Integrated sampling addresses data imbalance by synthesizing or adjusting data distribution, enhancing the model’s ability to detect minority classes (vulnerable code). By synthesizing minority class samples through various oversampling methods and removing noisy samples via outlier detection, data quality is improved. This high-quality dataset allows the model to converge faster during training, reducing the number of training epochs.

The combination of multi-feature filtering and integrated sampling not only boosts model performance but also significantly reduces the training time. Multi-feature filtering lowers model complexity and computational demands, while integrated sampling optimizes data distribution, reducing the model’s reliance on large datasets. This synergy enables the model to achieve higher performance in fewer training epochs.

In practical applications, reducing the training time enhances model development efficiency, allowing developers to adjust model parameters and conduct experimental validations more quickly. This accelerates model development and deployment. The reduced training time also means less dependence on computational resources, lowering operational costs and making the model more suitable for resource-constrained environments. Additionally, by reducing feature dimensions and optimizing data distribution, the model not only trains faster but also improves its generalization ability, demonstrating higher robustness when faced with new, unseen data.

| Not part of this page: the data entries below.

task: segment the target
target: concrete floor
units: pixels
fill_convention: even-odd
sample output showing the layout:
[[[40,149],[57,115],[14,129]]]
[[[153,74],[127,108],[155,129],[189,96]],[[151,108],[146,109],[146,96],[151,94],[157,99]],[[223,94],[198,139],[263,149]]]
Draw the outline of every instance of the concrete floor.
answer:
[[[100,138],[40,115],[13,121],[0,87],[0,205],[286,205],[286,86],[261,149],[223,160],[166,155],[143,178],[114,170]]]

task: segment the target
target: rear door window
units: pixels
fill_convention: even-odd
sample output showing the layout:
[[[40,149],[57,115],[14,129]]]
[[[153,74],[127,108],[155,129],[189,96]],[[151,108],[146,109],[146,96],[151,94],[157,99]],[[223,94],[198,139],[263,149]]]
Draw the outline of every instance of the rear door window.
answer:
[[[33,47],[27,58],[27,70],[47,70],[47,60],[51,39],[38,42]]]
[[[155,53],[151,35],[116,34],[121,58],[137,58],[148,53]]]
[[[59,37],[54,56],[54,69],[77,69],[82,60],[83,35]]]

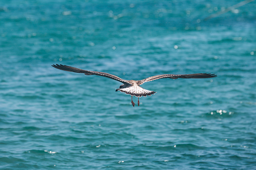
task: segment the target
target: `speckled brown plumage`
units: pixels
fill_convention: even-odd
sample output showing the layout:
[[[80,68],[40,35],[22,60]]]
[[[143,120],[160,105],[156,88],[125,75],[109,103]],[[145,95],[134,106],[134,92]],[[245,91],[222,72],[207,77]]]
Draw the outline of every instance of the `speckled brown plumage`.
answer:
[[[100,72],[98,71],[88,71],[80,69],[75,67],[63,65],[61,64],[53,65],[52,67],[56,69],[72,72],[78,73],[83,73],[86,75],[96,75],[100,76],[103,76],[118,81],[123,84],[121,85],[120,87],[116,90],[116,91],[120,91],[121,92],[124,92],[126,94],[130,94],[132,96],[132,104],[134,107],[134,103],[132,101],[132,96],[136,96],[137,97],[140,97],[142,96],[146,97],[147,96],[151,96],[152,94],[154,94],[156,93],[153,91],[150,91],[143,89],[140,86],[140,85],[144,83],[151,81],[153,80],[162,79],[162,78],[170,78],[173,79],[177,79],[178,78],[184,79],[201,79],[201,78],[209,78],[217,77],[217,75],[214,74],[208,73],[196,73],[191,74],[162,74],[157,76],[149,77],[141,80],[126,80],[121,79],[116,76],[104,72]],[[138,100],[138,105],[139,105],[139,101]]]

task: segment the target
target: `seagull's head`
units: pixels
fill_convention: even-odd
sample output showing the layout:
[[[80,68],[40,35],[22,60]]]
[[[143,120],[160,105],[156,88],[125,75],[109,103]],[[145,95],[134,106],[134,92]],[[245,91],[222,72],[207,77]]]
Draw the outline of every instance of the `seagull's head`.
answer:
[[[125,87],[124,87],[124,84],[122,84],[120,86],[120,87],[119,87],[119,88],[118,89],[116,90],[116,91],[118,91],[118,89],[123,89],[124,88],[125,88]]]

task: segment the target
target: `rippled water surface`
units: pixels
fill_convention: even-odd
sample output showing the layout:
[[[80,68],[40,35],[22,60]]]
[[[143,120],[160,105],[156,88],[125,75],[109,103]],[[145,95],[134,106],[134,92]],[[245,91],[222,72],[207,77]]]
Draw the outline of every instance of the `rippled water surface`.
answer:
[[[256,3],[0,2],[1,169],[256,168]],[[140,98],[119,82],[163,79]],[[137,98],[133,101],[137,103]]]

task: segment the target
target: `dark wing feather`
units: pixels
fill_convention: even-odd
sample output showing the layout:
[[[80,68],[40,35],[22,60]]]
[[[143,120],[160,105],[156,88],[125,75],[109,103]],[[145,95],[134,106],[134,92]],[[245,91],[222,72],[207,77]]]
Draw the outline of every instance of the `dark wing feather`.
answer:
[[[178,78],[182,78],[183,79],[205,79],[208,78],[212,78],[217,77],[217,75],[214,74],[208,74],[208,73],[196,73],[191,74],[162,74],[157,76],[154,76],[152,77],[148,77],[145,79],[139,80],[138,85],[140,85],[143,84],[145,82],[159,79],[169,78],[173,79],[177,79]]]
[[[68,66],[66,65],[63,65],[61,64],[58,65],[52,65],[52,67],[56,68],[56,69],[66,71],[69,71],[71,72],[75,72],[75,73],[84,73],[86,75],[96,75],[97,76],[103,76],[107,78],[109,78],[110,79],[113,79],[116,81],[118,81],[120,82],[122,82],[123,83],[129,83],[128,81],[127,80],[123,80],[121,79],[121,78],[119,78],[116,76],[115,76],[114,75],[112,75],[110,74],[108,74],[107,73],[104,73],[104,72],[100,72],[98,71],[88,71],[88,70],[84,70],[82,69],[80,69],[75,67]]]

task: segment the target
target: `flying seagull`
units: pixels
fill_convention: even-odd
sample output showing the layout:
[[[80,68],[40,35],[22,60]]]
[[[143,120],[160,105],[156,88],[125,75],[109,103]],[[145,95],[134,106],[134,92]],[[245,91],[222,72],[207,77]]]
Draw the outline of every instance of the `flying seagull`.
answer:
[[[121,85],[119,88],[116,89],[116,91],[120,91],[121,92],[124,92],[128,94],[130,94],[132,96],[132,104],[133,107],[135,105],[134,102],[132,101],[132,96],[135,96],[138,97],[138,106],[139,106],[139,98],[140,97],[144,96],[146,97],[147,96],[151,96],[151,94],[154,94],[156,93],[153,91],[143,89],[140,86],[141,84],[144,83],[151,81],[153,80],[169,78],[173,79],[177,79],[178,78],[182,78],[184,79],[203,79],[208,78],[212,78],[217,77],[217,75],[214,74],[208,74],[208,73],[196,73],[196,74],[162,74],[152,77],[149,77],[145,79],[141,80],[125,80],[121,79],[116,76],[104,72],[100,72],[98,71],[88,71],[80,69],[75,67],[68,66],[66,65],[63,65],[61,64],[58,65],[52,65],[52,67],[56,68],[56,69],[69,71],[71,72],[78,73],[83,73],[86,75],[96,75],[97,76],[103,76],[110,79],[113,79],[116,81],[118,81],[123,84]]]

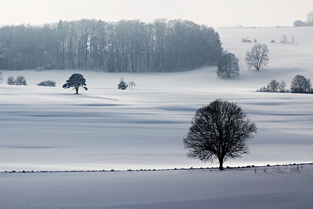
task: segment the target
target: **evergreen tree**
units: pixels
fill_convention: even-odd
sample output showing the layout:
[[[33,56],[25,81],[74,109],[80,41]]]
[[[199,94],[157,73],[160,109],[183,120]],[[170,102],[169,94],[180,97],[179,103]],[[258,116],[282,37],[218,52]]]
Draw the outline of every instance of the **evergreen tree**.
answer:
[[[88,89],[85,86],[86,86],[86,79],[84,78],[83,75],[79,73],[74,73],[72,74],[66,82],[63,85],[63,88],[67,89],[71,87],[73,89],[76,91],[76,94],[78,94],[78,89],[80,88],[84,88],[85,90],[88,90]]]
[[[127,89],[128,85],[126,82],[124,81],[124,78],[121,78],[120,81],[120,83],[117,85],[117,88],[119,89],[125,90]]]

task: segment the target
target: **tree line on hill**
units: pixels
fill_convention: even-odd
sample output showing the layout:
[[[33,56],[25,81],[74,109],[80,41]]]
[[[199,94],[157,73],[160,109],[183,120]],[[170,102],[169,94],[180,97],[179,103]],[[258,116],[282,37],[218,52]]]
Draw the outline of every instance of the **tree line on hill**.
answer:
[[[301,20],[297,20],[294,22],[293,25],[295,27],[313,26],[313,11],[306,14],[306,22],[304,22]]]
[[[214,65],[221,45],[213,28],[181,19],[3,25],[0,69],[183,71]]]
[[[307,78],[305,76],[297,75],[291,81],[290,86],[292,93],[302,94],[313,94],[313,88],[311,79]],[[289,91],[287,88],[286,82],[282,81],[279,82],[275,79],[272,79],[266,86],[261,87],[257,90],[257,91],[267,92],[278,92],[284,93]]]

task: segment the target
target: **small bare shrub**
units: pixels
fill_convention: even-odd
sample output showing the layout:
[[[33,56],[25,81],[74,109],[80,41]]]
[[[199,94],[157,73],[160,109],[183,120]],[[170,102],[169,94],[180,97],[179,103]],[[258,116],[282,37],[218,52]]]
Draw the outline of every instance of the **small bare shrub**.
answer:
[[[54,81],[47,80],[42,81],[40,83],[37,84],[37,86],[55,86],[56,82]]]
[[[7,80],[7,83],[8,85],[15,85],[15,79],[13,76],[9,76]]]

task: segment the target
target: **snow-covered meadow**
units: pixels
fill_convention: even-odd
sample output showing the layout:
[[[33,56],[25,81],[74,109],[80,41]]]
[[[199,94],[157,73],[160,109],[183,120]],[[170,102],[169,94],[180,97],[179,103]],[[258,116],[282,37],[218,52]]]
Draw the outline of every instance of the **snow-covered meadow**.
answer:
[[[217,167],[187,158],[182,141],[195,112],[218,98],[238,103],[258,128],[249,142],[250,154],[225,167],[312,163],[313,95],[255,91],[271,79],[289,85],[297,74],[313,78],[312,29],[218,29],[224,49],[239,60],[240,76],[229,79],[217,77],[214,67],[170,73],[3,71],[0,171]],[[279,43],[284,34],[297,43]],[[247,69],[244,55],[254,43],[241,42],[247,37],[267,45],[268,68]],[[79,95],[62,88],[76,73],[89,89]],[[28,86],[5,83],[19,75]],[[136,89],[115,89],[122,77]],[[36,85],[47,79],[57,86]],[[312,169],[306,166],[297,175],[279,176],[253,169],[0,173],[0,208],[311,208]]]

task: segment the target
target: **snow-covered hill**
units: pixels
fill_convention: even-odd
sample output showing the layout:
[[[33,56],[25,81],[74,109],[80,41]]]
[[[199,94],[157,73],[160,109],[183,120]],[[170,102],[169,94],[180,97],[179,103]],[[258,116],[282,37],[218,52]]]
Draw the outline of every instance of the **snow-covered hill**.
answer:
[[[239,59],[240,75],[231,79],[218,78],[216,68],[211,67],[168,73],[119,74],[56,70],[3,71],[5,82],[0,85],[0,171],[157,170],[217,166],[216,165],[203,164],[187,158],[182,141],[190,125],[195,112],[203,105],[218,98],[237,102],[241,106],[258,128],[254,138],[249,142],[250,154],[244,155],[242,158],[226,162],[225,166],[311,162],[313,161],[313,95],[259,92],[255,90],[266,86],[273,79],[279,81],[283,80],[290,85],[292,78],[297,74],[313,78],[312,29],[307,27],[218,30],[224,49],[235,54]],[[294,35],[297,43],[279,43],[284,34],[288,38]],[[247,37],[253,41],[256,39],[258,42],[267,45],[269,49],[269,67],[258,72],[247,69],[244,61],[244,55],[254,43],[241,42],[242,38]],[[270,43],[272,40],[275,40],[276,43]],[[62,88],[69,76],[76,73],[84,75],[89,89],[87,91],[80,90],[79,95],[74,94],[74,91],[70,89]],[[19,75],[25,76],[28,86],[10,86],[5,83],[9,76],[16,77]],[[116,89],[121,77],[124,77],[126,81],[134,81],[137,84],[135,87],[136,89]],[[47,79],[56,81],[57,86],[36,85]],[[254,170],[252,171],[253,173]],[[203,196],[198,195],[202,194],[202,195],[203,191],[211,189],[212,182],[206,180],[211,176],[193,176],[192,178],[197,178],[197,183],[182,185],[177,189],[178,191],[192,189],[193,186],[203,186],[198,190],[192,189],[196,194],[194,196],[190,196],[189,192],[177,193],[173,191],[173,193],[176,192],[176,196],[169,195],[169,199],[164,198],[167,195],[164,191],[167,191],[169,186],[157,182],[162,182],[168,177],[169,179],[173,179],[175,180],[169,180],[166,184],[174,188],[181,183],[180,179],[187,181],[192,178],[185,176],[185,174],[183,178],[176,179],[178,173],[175,172],[158,171],[153,173],[156,174],[156,176],[141,174],[150,173],[132,173],[136,177],[125,177],[124,174],[115,175],[122,173],[115,172],[110,173],[110,175],[113,175],[110,177],[101,175],[105,173],[98,173],[96,176],[90,173],[1,173],[0,188],[5,189],[1,190],[3,192],[0,194],[2,197],[0,197],[0,204],[4,203],[5,207],[0,205],[0,208],[18,207],[26,204],[45,207],[73,205],[79,208],[79,204],[67,205],[64,201],[60,202],[64,204],[55,203],[61,198],[56,194],[58,191],[61,194],[59,195],[70,200],[70,202],[81,201],[84,193],[78,192],[80,194],[78,194],[74,192],[76,189],[70,188],[75,185],[74,183],[61,183],[70,181],[71,176],[74,177],[74,181],[90,183],[91,185],[86,190],[89,191],[95,186],[97,183],[95,182],[101,181],[112,182],[110,184],[99,185],[110,191],[115,185],[122,184],[121,180],[127,182],[128,187],[126,190],[123,191],[123,187],[113,190],[112,194],[116,195],[108,197],[110,200],[108,199],[107,202],[110,204],[102,205],[111,204],[121,207],[123,204],[135,204],[135,201],[136,204],[132,205],[133,208],[144,208],[144,204],[147,202],[173,201],[170,205],[176,208],[174,206],[177,201],[187,200],[190,201],[186,203],[187,206],[190,206],[191,202],[196,200],[198,203],[203,201],[203,204],[199,206],[207,206],[211,199],[207,198],[206,195],[212,194],[205,193],[207,195],[203,195]],[[206,173],[208,173],[207,171]],[[309,177],[298,178],[293,175],[292,177],[275,178],[273,182],[278,182],[279,187],[292,181],[299,183],[298,185],[305,185],[309,183],[308,180],[311,178],[311,174],[310,173]],[[224,175],[217,181],[226,183],[223,186],[217,184],[212,187],[212,189],[228,186],[229,184],[227,182],[228,182],[224,181],[224,178],[228,179],[226,176],[233,175],[232,174],[215,173],[215,175]],[[240,201],[250,198],[254,200],[260,198],[259,202],[248,204],[246,208],[255,206],[255,202],[267,199],[269,195],[271,196],[268,194],[272,191],[270,187],[274,185],[274,183],[268,183],[272,182],[271,180],[267,182],[257,179],[259,175],[249,176],[236,177],[233,181],[231,178],[227,180],[230,181],[229,184],[234,181],[238,185],[242,185],[241,184],[247,184],[244,183],[246,182],[246,179],[243,180],[243,178],[248,178],[250,185],[257,185],[255,191],[264,190],[263,195],[254,193],[253,197],[249,195],[253,191],[253,188],[239,193],[238,195],[242,196]],[[151,195],[151,196],[157,197],[152,201],[150,200],[150,196],[143,195],[153,191],[144,186],[151,182],[151,178],[156,181],[156,183],[152,184],[159,191],[157,195],[163,196],[162,198]],[[95,180],[92,180],[94,179]],[[134,179],[136,180],[132,180]],[[61,182],[61,184],[54,185],[57,182]],[[265,184],[263,186],[262,185],[264,184]],[[60,188],[61,185],[64,187]],[[135,185],[134,187],[132,186]],[[238,188],[237,185],[232,186],[231,189],[233,192]],[[16,198],[12,197],[15,190],[19,189],[19,185],[21,185],[21,191],[42,191],[38,196],[40,200],[34,197],[36,194],[39,194],[37,192],[29,195],[30,197],[28,199],[30,200],[24,202],[24,204],[23,201],[26,201],[28,196],[24,196],[20,192],[15,193]],[[84,184],[81,185],[81,187],[88,187]],[[290,188],[287,187],[284,187],[284,189],[294,188],[291,186]],[[125,197],[129,196],[126,192],[131,193],[133,187],[136,191],[141,191],[134,194],[143,195],[143,199],[137,197],[133,199],[131,195],[128,199]],[[244,189],[245,187],[240,188]],[[310,188],[309,191],[311,191]],[[70,191],[67,193],[68,189]],[[95,191],[98,191],[97,189]],[[296,190],[299,192],[300,190]],[[220,190],[218,192],[224,191]],[[303,194],[305,195],[298,196],[297,198],[304,197],[304,200],[307,200],[308,193],[305,193]],[[118,194],[123,194],[119,196]],[[291,193],[275,194],[277,195],[272,196],[283,200],[290,200],[292,196]],[[88,197],[88,201],[99,203],[102,196],[111,196],[105,192],[93,196],[94,197]],[[236,198],[236,195],[230,194],[228,196],[232,196],[234,200]],[[19,196],[23,196],[23,198],[20,199],[22,200],[15,201],[16,199],[19,199]],[[201,198],[196,197],[200,196]],[[51,200],[49,196],[54,197],[54,199]],[[11,197],[7,199],[8,201],[3,200],[9,197]],[[125,200],[119,203],[119,200],[123,198]],[[217,196],[213,199],[217,201],[220,199]],[[133,200],[131,201],[131,199]],[[299,201],[297,202],[299,203]],[[216,205],[218,205],[217,203]],[[81,205],[81,208],[88,208],[87,204]],[[98,205],[90,205],[93,207],[91,206],[90,208],[98,208],[96,207]],[[154,208],[151,205],[146,206]],[[163,205],[155,205],[161,207]],[[179,205],[181,206],[177,208],[183,208],[183,204]],[[224,206],[227,208],[228,205]],[[270,207],[272,205],[269,205]],[[285,208],[291,208],[293,205],[275,205],[277,206],[275,208],[282,205],[281,207]],[[307,204],[301,205],[307,206],[307,207],[304,206],[302,208],[309,208]],[[201,208],[200,206],[198,207]]]

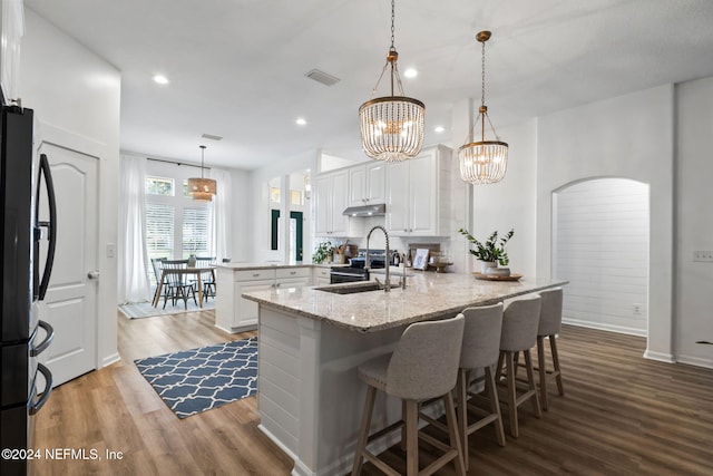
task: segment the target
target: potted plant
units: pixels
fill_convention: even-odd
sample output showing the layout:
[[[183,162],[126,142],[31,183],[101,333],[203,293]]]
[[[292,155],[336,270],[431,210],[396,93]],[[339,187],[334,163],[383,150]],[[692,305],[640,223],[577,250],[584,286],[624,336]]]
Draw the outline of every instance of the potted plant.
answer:
[[[475,249],[470,250],[470,254],[480,260],[480,272],[482,274],[510,274],[508,268],[502,268],[499,271],[490,271],[490,269],[497,269],[498,264],[507,266],[510,263],[510,258],[505,250],[505,245],[515,235],[515,229],[510,230],[505,236],[500,237],[500,240],[498,240],[498,232],[496,230],[488,236],[485,243],[478,241],[468,230],[460,229],[458,233],[466,236],[466,239],[475,245]]]
[[[314,264],[321,264],[330,260],[331,256],[332,256],[332,243],[330,243],[329,241],[324,241],[320,243],[314,250],[314,253],[312,253],[312,262]]]

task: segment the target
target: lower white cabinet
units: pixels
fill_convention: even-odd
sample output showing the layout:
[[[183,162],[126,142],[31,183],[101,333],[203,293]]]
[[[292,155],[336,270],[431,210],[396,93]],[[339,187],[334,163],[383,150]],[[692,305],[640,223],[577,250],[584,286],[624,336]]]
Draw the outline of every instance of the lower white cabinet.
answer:
[[[257,329],[257,303],[242,298],[243,293],[273,288],[310,285],[310,268],[234,270],[218,268],[216,273],[215,326],[226,332]]]
[[[315,266],[312,269],[312,284],[328,285],[330,284],[330,268]]]

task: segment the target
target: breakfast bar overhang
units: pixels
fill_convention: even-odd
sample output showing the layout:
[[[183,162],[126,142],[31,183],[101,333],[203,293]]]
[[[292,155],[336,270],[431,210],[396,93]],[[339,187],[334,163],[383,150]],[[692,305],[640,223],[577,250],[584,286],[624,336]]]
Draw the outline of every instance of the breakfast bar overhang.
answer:
[[[389,352],[413,322],[450,318],[566,284],[561,280],[481,281],[470,274],[420,273],[406,289],[341,294],[326,288],[280,288],[243,294],[260,305],[260,428],[294,460],[293,475],[349,473],[365,387],[360,363]],[[359,284],[356,284],[359,285]],[[374,428],[401,416],[377,399]],[[375,446],[379,453],[392,441]]]

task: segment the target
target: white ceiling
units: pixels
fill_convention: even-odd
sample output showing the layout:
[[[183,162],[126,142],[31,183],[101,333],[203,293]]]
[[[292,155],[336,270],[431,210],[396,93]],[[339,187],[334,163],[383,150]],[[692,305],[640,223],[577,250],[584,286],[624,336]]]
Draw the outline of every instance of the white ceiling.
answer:
[[[319,148],[363,154],[358,109],[385,62],[389,0],[25,4],[121,71],[125,150],[199,162],[205,144],[206,165],[245,169]],[[427,144],[451,142],[453,103],[479,103],[475,33],[484,29],[492,31],[486,99],[498,128],[713,76],[711,0],[399,0],[395,9],[399,69],[419,70],[402,79],[407,96],[426,103]],[[304,76],[313,68],[341,81],[315,82]],[[169,85],[152,80],[159,72]]]

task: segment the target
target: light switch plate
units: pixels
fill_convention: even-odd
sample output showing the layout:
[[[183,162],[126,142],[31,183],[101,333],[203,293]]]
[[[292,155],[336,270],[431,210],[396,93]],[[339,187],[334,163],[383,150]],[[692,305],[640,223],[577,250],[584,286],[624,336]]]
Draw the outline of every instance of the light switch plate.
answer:
[[[693,261],[713,263],[713,251],[694,251]]]

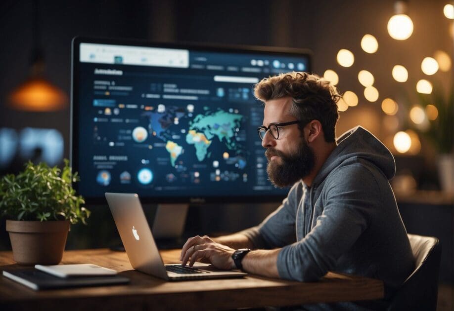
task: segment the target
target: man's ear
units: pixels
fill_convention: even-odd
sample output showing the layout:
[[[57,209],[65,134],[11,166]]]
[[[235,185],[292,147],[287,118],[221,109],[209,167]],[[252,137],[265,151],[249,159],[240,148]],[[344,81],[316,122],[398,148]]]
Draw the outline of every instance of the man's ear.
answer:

In summary, through the synergistic effects of multi-feature filtering and integrated sampling, we have significantly enhanced model performance and drastically reduced the training time, providing strong support for efficient model development in practical applications.

Nonetheless, the model’s application efficacy necessitates further refinement. Presently, the exploration is confined to the intermediate representation of the AST, implying that the MFISM still has room for enhancement. Future efforts will focus on investigating additional graph structure representations to expand the model’s applicability.

Moreover, the current limitation to C/C++ structure types and the rudimentary classification-based vulnerability detection model restrict the detection of diverse application vulnerabilities across multiple programming languages. Future work will prioritize in-depth analyses of multi-classification vulnerability detection models, collaborative exploration with other vulnerability detection models across various programming languages, and a reduction in detection granularity to develop more precise detection methodologies.